Discipline reminders

  • Trust artifacts more than events. If your event log says a benchmark completed but the BUGS.md is empty, re-run that benchmark.
  • Calibrated reporting. Don't claim recall numbers without computing them from actual BUGS.md files. Don't claim a Ship verdict without an actual Council synthesis.
  • No wall-clock estimates. When reporting time-to-completion, use phase counts (3 benchmarks remaining) not durations.
  • Verify before claiming. Before saying "lever change committed," confirm the commit SHA via git log. Before saying "audit written," confirm the file exists and is non-empty.
  • No per-phase briefs. This template is the brief. Don't produce intermediate planning docs for individual benchmarks.
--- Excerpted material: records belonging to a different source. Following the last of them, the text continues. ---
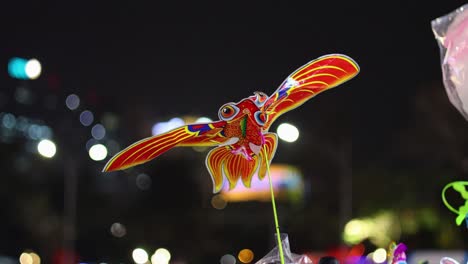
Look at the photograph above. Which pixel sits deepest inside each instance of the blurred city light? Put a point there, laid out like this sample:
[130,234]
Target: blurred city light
[379,256]
[17,68]
[35,257]
[245,256]
[287,132]
[46,148]
[98,152]
[86,118]
[203,119]
[140,256]
[143,181]
[218,202]
[118,230]
[23,69]
[228,259]
[355,231]
[98,131]
[72,101]
[8,120]
[25,258]
[162,127]
[33,69]
[380,229]
[161,256]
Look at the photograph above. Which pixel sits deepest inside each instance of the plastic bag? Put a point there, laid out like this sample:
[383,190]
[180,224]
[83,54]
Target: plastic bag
[451,33]
[273,257]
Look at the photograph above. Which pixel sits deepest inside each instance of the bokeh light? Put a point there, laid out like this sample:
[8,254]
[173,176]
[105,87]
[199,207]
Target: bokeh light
[379,256]
[140,256]
[98,131]
[17,68]
[227,259]
[72,101]
[35,257]
[118,230]
[287,132]
[245,255]
[98,152]
[218,202]
[86,118]
[46,148]
[143,181]
[33,69]
[8,120]
[161,256]
[25,258]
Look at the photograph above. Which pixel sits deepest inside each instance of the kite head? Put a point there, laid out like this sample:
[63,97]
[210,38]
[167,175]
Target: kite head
[247,109]
[397,253]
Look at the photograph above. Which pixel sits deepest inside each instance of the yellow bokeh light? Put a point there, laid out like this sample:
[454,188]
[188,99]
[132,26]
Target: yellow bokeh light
[246,255]
[25,258]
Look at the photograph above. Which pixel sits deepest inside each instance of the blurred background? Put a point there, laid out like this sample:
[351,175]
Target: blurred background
[357,167]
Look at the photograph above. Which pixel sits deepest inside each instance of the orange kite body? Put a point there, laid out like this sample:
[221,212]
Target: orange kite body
[243,145]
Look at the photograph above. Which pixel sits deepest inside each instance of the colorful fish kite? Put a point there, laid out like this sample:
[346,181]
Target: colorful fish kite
[397,253]
[243,144]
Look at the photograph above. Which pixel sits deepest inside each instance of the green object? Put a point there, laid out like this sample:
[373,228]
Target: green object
[462,211]
[275,215]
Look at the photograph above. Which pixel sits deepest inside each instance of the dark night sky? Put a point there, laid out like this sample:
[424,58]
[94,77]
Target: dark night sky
[149,62]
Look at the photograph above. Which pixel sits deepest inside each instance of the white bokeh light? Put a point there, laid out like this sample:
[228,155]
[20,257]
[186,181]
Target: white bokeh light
[288,132]
[379,256]
[72,101]
[140,256]
[46,148]
[33,69]
[161,256]
[98,152]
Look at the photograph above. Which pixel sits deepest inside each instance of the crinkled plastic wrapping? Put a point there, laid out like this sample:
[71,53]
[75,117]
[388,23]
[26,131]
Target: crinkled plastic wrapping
[451,32]
[273,257]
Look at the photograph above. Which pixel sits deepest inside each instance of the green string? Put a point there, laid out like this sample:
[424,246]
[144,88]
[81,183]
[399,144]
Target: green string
[278,236]
[459,187]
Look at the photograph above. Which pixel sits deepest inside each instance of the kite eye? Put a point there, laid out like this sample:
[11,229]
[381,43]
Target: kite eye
[260,118]
[260,98]
[228,112]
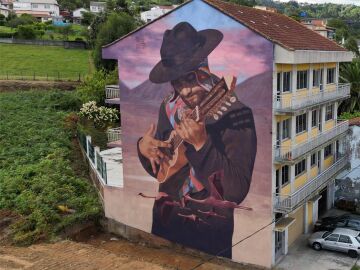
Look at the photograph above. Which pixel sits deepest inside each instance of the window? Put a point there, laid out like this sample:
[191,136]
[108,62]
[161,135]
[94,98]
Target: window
[345,239]
[285,175]
[314,118]
[286,81]
[317,80]
[329,112]
[278,87]
[330,75]
[332,237]
[301,123]
[286,129]
[353,224]
[300,167]
[313,160]
[283,81]
[328,151]
[302,79]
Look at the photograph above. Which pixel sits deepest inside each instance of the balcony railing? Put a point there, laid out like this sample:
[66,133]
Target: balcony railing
[286,203]
[114,134]
[112,91]
[291,103]
[288,153]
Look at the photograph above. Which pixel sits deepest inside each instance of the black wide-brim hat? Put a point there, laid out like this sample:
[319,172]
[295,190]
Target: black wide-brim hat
[182,50]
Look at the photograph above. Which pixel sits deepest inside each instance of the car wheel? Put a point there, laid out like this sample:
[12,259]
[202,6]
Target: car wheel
[317,246]
[352,253]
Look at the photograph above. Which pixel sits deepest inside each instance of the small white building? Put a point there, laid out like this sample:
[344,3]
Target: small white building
[4,11]
[97,7]
[78,14]
[41,9]
[155,12]
[7,4]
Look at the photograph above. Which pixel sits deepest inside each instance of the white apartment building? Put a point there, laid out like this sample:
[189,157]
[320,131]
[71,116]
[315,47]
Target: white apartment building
[155,12]
[97,7]
[41,9]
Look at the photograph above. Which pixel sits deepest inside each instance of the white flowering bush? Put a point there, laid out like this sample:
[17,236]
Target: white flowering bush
[100,115]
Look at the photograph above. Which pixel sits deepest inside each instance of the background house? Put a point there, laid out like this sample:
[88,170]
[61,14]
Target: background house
[155,12]
[4,11]
[77,14]
[41,9]
[97,7]
[7,3]
[319,26]
[288,76]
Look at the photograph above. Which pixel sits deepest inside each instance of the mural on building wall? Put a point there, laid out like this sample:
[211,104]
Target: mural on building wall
[196,122]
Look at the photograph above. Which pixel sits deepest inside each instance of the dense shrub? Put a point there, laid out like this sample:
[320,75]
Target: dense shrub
[93,88]
[37,164]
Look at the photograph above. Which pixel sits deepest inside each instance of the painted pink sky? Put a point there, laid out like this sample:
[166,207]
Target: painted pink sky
[235,55]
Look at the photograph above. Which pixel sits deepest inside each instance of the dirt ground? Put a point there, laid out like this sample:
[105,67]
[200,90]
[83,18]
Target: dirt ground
[98,250]
[105,252]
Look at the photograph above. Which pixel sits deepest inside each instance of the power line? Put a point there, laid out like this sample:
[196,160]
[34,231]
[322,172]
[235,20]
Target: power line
[255,232]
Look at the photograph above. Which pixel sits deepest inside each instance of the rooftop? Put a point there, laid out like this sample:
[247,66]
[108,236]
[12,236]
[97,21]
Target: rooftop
[276,27]
[39,1]
[97,4]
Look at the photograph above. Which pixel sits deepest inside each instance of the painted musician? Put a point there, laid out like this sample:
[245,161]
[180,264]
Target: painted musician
[195,206]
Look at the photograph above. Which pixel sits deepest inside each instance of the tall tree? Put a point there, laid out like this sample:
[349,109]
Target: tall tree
[350,73]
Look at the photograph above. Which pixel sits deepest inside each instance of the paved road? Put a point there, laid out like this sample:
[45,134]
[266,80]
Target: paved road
[114,255]
[303,257]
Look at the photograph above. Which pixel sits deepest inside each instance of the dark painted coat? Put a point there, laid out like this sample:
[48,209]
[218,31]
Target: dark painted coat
[224,166]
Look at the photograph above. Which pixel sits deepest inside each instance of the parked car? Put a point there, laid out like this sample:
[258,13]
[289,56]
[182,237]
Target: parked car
[343,240]
[333,222]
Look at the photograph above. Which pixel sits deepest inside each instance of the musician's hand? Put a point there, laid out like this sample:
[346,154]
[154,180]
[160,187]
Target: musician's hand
[148,147]
[192,132]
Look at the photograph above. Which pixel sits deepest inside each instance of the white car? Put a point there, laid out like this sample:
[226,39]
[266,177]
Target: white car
[343,240]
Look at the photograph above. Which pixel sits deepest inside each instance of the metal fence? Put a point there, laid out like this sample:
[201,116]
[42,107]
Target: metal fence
[93,154]
[32,75]
[114,134]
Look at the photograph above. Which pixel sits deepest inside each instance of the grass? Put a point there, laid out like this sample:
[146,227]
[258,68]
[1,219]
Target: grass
[5,29]
[47,62]
[40,167]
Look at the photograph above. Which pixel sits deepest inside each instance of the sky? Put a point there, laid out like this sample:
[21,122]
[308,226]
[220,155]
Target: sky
[354,2]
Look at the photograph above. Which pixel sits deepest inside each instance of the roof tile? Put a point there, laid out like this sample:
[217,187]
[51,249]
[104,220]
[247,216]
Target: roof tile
[276,27]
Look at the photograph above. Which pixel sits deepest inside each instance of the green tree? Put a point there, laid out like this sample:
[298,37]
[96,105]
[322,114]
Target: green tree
[350,73]
[87,19]
[24,19]
[351,45]
[116,26]
[2,19]
[26,32]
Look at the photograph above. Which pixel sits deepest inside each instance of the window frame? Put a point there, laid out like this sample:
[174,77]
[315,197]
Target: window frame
[302,80]
[329,112]
[331,73]
[313,160]
[314,120]
[302,169]
[285,171]
[328,151]
[301,123]
[285,131]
Out of scope for this orchestrator

  • Designing the lever change. The operator provides <lever_change_description>; you apply it, you don't invent it.
  • Modifying the playbook prose (SKILL.md, references/exploration_patterns.md beyond the documented lever change). If the cycle reveals a non-lever defect (e.g., the runner-side "Phase 1 archived as complete with 0-line EXPLORATION.md" finding), document it in the audit's "Cycle Findings" section but don't auto-fix it; that's a separate cycle or a v1.5.7 cleanup item.
  • Promoting a Ship verdict to a release tag. The cycle's commit ships the lever change; the release happens separately when v1.5.6 (or whichever version) is ready to ship.